Cela tenait donc du sortilège! Ni le fusil, ni le chasseur n’y étaient pour rien. Une volonté supérieure à toute volonté humaine avait détourné le coup.

—Eri dré! J’étais droit! cria Pastouré.

«O couquin dé Diou! brigand dé Diou!

Ce blasphème à peine lancé dans l’air retentissant fut pour lui une suggestion subite.

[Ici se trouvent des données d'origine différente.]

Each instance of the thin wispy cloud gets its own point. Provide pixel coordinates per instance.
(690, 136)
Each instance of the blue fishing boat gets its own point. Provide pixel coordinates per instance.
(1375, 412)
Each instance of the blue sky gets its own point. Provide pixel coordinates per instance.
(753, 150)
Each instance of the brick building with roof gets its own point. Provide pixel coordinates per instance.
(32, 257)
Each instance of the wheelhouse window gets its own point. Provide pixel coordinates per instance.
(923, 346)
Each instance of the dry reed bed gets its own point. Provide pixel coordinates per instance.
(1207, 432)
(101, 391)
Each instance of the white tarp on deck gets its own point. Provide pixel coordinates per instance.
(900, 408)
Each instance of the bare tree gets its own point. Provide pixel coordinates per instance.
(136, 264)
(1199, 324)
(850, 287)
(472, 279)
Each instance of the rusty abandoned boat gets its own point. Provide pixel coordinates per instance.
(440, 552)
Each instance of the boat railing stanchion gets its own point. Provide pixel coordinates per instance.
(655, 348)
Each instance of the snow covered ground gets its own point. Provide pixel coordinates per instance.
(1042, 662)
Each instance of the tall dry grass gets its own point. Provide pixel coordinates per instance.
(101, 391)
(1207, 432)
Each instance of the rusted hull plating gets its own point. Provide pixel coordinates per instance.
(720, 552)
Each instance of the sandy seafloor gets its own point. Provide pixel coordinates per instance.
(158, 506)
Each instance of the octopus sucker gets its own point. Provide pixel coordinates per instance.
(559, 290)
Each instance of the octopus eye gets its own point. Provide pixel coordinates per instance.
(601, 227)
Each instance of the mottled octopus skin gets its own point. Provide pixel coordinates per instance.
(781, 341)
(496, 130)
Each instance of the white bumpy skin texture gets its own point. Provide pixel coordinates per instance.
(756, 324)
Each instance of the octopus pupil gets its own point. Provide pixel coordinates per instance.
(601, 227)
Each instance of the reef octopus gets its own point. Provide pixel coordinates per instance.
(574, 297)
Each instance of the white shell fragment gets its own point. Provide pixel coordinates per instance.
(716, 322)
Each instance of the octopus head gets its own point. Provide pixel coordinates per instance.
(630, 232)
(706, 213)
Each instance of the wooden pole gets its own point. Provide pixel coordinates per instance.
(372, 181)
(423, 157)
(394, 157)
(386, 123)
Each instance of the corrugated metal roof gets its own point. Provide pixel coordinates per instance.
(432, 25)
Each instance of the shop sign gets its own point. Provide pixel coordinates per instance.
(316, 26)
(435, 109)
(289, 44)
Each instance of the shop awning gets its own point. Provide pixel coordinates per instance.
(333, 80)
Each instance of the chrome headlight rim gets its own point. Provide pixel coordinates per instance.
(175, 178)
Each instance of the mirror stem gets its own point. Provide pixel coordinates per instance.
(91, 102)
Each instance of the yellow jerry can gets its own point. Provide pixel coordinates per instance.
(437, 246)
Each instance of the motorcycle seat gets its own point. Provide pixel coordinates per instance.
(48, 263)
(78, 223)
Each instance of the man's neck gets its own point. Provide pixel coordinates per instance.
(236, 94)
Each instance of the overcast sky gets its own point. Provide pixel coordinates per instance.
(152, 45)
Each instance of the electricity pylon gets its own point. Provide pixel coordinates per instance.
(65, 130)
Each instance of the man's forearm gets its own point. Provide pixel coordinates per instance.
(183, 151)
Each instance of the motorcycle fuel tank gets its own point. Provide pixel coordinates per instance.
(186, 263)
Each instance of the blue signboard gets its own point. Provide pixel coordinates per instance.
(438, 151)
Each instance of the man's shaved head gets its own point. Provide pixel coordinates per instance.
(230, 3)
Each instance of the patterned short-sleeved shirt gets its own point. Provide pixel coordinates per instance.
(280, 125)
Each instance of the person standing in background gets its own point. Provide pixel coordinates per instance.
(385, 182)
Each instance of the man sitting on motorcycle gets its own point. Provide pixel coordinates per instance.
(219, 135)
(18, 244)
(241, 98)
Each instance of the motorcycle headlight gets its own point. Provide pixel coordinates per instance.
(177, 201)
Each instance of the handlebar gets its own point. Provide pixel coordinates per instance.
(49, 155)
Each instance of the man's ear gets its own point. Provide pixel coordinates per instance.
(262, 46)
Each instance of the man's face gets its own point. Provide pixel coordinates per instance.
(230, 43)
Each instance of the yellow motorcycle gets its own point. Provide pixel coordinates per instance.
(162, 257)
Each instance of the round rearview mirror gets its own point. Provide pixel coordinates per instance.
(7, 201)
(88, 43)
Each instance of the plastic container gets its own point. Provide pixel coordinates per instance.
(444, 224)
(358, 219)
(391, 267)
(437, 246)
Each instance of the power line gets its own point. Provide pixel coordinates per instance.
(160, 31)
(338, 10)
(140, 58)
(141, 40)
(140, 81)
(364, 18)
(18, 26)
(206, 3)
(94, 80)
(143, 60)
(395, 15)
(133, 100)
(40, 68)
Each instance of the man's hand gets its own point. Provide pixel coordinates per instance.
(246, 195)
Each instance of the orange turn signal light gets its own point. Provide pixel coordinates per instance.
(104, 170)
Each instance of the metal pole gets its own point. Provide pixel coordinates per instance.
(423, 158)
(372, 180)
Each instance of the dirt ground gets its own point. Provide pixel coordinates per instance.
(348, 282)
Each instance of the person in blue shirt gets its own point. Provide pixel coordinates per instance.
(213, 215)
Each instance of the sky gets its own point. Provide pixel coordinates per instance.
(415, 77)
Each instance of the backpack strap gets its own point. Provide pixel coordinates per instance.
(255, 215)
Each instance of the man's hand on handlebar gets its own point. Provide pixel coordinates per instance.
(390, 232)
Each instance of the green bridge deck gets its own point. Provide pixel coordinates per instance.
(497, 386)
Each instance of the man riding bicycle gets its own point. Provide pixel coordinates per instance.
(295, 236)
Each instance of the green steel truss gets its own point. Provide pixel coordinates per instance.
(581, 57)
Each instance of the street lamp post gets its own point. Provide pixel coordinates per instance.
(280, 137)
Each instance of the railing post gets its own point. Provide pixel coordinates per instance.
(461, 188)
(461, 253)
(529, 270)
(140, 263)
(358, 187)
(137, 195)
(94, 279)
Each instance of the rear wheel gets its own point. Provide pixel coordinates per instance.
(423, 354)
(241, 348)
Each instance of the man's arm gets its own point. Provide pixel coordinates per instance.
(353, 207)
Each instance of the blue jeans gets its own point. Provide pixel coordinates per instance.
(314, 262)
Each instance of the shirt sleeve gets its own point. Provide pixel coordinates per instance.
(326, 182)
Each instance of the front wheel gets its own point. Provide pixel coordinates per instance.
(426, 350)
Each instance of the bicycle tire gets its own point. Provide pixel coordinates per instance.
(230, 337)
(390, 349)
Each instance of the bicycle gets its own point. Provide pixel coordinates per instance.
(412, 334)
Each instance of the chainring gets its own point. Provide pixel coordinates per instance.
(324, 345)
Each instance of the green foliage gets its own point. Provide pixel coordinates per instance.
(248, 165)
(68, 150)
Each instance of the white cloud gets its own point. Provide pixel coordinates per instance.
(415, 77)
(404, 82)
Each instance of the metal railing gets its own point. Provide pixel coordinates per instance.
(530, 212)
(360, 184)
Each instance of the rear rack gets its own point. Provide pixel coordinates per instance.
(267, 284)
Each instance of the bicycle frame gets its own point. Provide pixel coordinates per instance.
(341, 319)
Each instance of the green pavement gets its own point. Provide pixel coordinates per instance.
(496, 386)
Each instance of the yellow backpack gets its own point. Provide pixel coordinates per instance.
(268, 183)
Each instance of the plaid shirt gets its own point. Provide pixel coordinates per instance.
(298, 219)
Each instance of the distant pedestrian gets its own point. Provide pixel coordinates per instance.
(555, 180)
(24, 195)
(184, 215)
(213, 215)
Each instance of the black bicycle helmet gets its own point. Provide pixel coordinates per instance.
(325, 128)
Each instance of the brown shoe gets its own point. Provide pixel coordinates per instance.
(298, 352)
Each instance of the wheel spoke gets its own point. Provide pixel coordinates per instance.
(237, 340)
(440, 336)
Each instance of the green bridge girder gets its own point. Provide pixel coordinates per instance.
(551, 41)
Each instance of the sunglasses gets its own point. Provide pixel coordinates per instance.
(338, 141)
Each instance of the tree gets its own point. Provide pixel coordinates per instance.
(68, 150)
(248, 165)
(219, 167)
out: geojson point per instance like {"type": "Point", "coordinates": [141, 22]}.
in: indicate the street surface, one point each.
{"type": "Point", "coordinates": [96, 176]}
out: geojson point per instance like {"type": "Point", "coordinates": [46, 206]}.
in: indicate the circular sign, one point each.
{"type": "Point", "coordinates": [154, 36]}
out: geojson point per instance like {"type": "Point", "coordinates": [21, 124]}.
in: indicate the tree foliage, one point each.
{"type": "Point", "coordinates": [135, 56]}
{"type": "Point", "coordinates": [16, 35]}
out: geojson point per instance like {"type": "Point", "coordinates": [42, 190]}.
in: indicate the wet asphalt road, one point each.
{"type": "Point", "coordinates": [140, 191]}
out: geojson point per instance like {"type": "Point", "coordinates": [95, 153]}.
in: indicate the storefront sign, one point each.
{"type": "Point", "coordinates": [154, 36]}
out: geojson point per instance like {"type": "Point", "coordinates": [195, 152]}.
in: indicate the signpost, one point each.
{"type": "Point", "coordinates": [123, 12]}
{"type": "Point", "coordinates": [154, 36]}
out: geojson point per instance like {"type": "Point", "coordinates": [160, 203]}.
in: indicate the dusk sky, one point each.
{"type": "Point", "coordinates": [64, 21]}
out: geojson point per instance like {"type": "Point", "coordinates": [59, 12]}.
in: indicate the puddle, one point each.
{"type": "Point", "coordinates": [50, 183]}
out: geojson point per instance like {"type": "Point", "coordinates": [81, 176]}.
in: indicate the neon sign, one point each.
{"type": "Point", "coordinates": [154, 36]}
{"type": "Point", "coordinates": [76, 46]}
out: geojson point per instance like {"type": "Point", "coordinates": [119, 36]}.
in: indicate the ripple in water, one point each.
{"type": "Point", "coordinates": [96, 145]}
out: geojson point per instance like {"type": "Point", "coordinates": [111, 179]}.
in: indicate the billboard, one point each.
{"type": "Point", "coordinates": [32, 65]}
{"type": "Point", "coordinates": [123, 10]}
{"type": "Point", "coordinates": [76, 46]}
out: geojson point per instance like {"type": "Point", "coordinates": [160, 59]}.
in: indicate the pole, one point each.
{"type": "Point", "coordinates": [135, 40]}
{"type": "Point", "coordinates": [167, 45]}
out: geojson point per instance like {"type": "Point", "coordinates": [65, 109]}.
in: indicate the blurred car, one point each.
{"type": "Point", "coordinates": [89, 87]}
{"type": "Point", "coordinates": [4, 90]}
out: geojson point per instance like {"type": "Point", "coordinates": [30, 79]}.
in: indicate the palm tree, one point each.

D’instinct, il venait d’accuser Dieu... il réfléchit et se dit tout à coup qu’il avait bien raison! Dieu seul était le coupable, Dieu seul! Pastouré alors montra au ciel c’est-à-dire à Dieu en personne, son poing fermé qui était formidable.

Et sur le vaste azur, nuageux par places, Pastouré vit ce poing, son propre poing, et à le voir il conçut de sa force une conscience nouvelle.

Il était de taille, ce poing, à lui faire rendre justice en toute occasion! Non, non! il ne craignait rien, lui, Pastouré, avec ce poing-là! rien, ni diable ni Dieu!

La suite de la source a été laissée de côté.